I believe in doing the greatest good for the greatest number. I believe that a substantial majority of other students would profit by being rid of the small handful of the worst of the worst--the most disruptive influences in any learning environment. It's well known that teachers spend the vast majority of their disciplinary attention on a small minority of students.
I applaud your honesty. However, the problem with an approach such as this one is that you may not be aware of what you're really losing. While no one wants their child in a chaotic, unsafe learning environment, I don't think it's much more positive for children to be placed in an artificially sanitized environment that hasn't solved it's problems but merely exported them.
D (practical): Regarding the "send them off to jail early" idea: It's well known that prison is also, in a manner of speaking, a school --providing an education in advanced criminal behaviors. So moving children from school to jail at an early age is likely to reap the social benefit of an enlarged, ever-younger pool of highly trained criminals --not exactly a recipe for a peaceful, safe community.
I'm not advocating moving them straight from school to jail. I'm acknowledging the reality that many of these same behavior-problem children will end up there, since I anticipated that others would raise that point if I didn't. What I'm also adding to that is that I don't see that additional years in school, at least after a certain point in the child's development of antisocial behavior, materially alters the chances of that unhappy outcome--not enough to justify the negative externalities that their continued presence in school continues to impose on others.

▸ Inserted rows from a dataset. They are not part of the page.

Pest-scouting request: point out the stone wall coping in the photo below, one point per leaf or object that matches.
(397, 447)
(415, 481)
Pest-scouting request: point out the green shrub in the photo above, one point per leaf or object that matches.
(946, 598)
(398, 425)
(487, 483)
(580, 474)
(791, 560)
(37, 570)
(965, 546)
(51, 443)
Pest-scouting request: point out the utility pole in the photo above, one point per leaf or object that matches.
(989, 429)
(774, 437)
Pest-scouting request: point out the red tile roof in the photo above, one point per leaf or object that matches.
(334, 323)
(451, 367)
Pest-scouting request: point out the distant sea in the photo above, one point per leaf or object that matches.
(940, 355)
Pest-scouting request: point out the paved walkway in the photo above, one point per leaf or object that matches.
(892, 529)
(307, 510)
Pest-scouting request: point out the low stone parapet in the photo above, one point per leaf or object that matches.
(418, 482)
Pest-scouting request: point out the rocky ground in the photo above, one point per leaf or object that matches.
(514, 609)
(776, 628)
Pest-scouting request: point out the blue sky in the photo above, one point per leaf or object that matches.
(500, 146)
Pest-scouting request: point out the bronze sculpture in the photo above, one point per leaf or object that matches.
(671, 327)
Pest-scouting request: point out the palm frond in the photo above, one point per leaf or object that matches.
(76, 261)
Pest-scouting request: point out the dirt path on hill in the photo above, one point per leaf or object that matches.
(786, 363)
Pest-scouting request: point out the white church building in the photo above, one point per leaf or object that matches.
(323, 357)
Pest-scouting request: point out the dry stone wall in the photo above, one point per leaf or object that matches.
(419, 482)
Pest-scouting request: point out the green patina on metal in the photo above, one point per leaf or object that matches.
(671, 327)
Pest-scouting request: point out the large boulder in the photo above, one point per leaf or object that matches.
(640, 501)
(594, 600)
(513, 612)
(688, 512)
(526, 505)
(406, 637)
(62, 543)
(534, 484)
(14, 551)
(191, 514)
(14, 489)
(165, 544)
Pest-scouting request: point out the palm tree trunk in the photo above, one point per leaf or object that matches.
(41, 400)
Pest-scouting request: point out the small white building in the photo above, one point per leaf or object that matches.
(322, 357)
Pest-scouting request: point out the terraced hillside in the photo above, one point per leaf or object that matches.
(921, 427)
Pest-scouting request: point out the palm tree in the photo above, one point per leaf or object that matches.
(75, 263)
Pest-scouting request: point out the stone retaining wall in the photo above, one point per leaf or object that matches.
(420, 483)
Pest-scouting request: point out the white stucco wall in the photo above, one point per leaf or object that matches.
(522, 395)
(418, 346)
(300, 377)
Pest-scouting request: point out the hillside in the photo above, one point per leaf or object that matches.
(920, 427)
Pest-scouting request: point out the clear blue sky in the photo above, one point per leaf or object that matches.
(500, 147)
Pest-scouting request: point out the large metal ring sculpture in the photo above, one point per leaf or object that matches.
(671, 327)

I was asking whether you were ready to reap the social consequences of that stance.
I speak for the interests of normal children and their parents over those with "special needs." The current system has become far too solicitous of the latter. I believe that that is one reason that people flee to private schools, as well as to charter schools whose charters allow them to filter out such students. Therefore, I believe that we would ameliorate one competitive disadvantage that traditional public schools face vis-a-vis such more selective schools if we allowed some or all traditional public schools to do likewise.
When we, as a society, speak of uneducable children, what we mean is poor children. However, since it doesn't fit with American values to discriminate based on economics, we legitimize our desire to abandon those children by first stigmatizing them as lost causes.